Bila mengacu pada pendapat Wakil Presiden
RI yaitu Bapak Boediono, beliau menyatakan masalah yang di hadapi bangsa
Indonesia sebagai sebuah negara sudah mengalami masalah yang sistemik. Artinya
masalah yang saat ini sedang kita hadapi sudah sangat kompleks dan mendasar.

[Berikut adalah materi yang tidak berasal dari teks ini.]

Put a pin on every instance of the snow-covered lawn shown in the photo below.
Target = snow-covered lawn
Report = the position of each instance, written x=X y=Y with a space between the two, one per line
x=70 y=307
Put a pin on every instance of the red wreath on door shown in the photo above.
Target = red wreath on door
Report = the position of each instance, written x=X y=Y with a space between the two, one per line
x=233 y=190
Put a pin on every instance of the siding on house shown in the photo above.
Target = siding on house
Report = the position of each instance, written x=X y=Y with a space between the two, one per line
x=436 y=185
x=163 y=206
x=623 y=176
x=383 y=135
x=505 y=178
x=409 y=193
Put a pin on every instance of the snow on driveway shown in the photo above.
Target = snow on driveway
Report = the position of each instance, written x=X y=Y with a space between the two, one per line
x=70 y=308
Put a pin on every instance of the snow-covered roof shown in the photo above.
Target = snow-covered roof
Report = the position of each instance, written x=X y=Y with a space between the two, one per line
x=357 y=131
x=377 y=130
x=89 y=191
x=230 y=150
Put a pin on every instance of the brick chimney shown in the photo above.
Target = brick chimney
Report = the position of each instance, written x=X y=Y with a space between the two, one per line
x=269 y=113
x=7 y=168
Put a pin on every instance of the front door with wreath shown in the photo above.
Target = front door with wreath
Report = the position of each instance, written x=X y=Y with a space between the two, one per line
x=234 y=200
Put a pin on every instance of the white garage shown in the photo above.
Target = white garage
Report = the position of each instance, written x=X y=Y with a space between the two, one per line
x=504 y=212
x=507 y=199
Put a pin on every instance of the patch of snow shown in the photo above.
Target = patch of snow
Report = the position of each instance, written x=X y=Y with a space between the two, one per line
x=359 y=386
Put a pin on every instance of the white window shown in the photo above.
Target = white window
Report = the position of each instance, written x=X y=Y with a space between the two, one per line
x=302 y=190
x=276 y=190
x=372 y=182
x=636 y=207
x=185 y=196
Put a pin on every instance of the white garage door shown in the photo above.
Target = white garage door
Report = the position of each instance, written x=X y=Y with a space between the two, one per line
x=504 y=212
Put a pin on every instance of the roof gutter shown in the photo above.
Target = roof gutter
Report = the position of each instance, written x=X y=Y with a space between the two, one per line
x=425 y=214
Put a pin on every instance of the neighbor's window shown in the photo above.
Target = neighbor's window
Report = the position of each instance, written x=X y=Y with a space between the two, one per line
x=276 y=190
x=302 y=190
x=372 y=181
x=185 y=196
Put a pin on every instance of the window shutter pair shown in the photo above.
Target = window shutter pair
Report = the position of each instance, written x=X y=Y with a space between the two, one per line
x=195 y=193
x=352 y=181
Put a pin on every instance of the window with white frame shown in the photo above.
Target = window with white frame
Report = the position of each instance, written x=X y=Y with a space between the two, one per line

Setelah melalui lebih dari satu
dekade, lebih tepatnya lima belas tahun berlangsung Era Reformasi di Indonesia
kita tentunya sangat merindukan Sumber Nilai bangsa atau ideology bangsa yang
pertama kali disampaikan oleh Presiden Ir. Soekarno pada sidang pertama BPUPKI
tepat tanggal 1 juni 1945 yang diberi nama Pancasila, dimana terdapat cita-cita
luhur serta pandangan hidup bangsa.
Dewasa ini, setalah lebih dari satu
dekade kita mendengar kembali suara para pemangku jabatan untuk membuat suatu
terobosan membentuk masyarakat Indonesia yang memiliki identitas dan karakter
sendiri.
Ide ini dikemukakan oleh seorang Negarawan mantan Ketua MPR RI yaitu Bapak Alm.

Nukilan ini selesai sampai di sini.